What is Social Innovation?
Social innovation is the practice of amassing all of the terrific ideas employees at every level have for solving business problems and then getting to work on solving them. The key concepts are identifying opportunities for improvement, getting input from a broad section of the organization, acting to solve the problem, measuring success and recognizing and rewarding the people who achieved success. At its heart is structured collaboration around tackling a company’s worst problems.
What are the “Worst” Problems?
There are really two kinds of “worst” problems: the obvious and the less obvious. The obvious are serious issues that are probably being discussed in the C-suite. Falling sales, safety issues, lost customers, production failures - these are the obvious worst problems. It’s probably someone’s job to figure out how to fix them.
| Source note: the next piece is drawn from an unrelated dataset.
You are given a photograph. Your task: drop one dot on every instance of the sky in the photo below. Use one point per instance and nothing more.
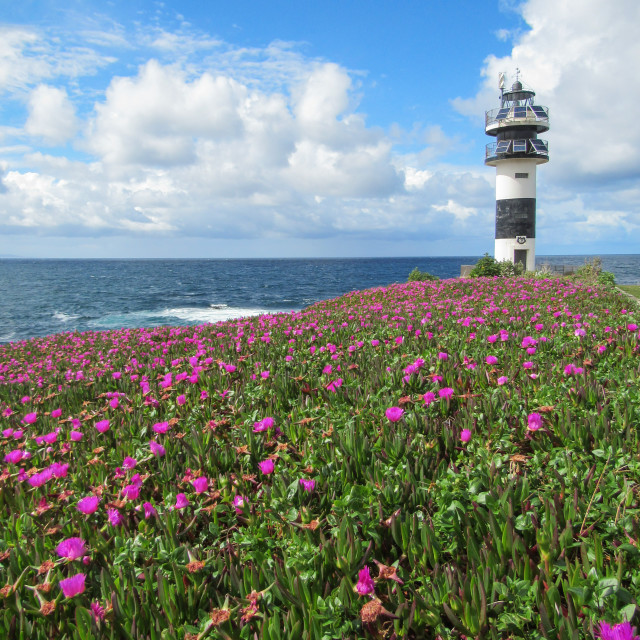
(219, 129)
The other kind of “worst” problem is process inefficiency. It’s spending waste and redundancy. It’s “We could service clients better if only…” These are the worst problems because they tend to persist without rectification. They’re not bad enough to get executive attention, and it’s no one’s job to fix them. Life would be better if they went away, but they don’t. People have ideas on how to fix them, yet they remain. They fester incessantly or until they turn into really big problems. Most people in your company can probably name four or five with very little prompting.
How Social Innovations Works
That’s just it, social innovation prompts the entire organization. It’s like asking, “What would you fix if you were in charge?” Once these opportunities for improvement are identified, someone is put in charge and change happens. In addition to knowing what problems need to be addressed, chances are your staff has experience or data based solutions in mind. Due to the hierarchal nature of companies, many people aren’t comfortable suggesting change to management. They don’t want to be seen as complaining or uncompliant. Perhaps they don’t think management cares about the little obstructions that plague them every day. By asking them for ideas for innovation and rewarding their participation, you remove this barrier and unlock the power of a culture of collaboration for action and improvement.
There are software solutions that bring structure to social innovation and help measure and prove results. However, the cultural willingness to embrace this cooperative and cross-functional approach is key to success. If you’re game, be sure to apply it to all of your worst problems.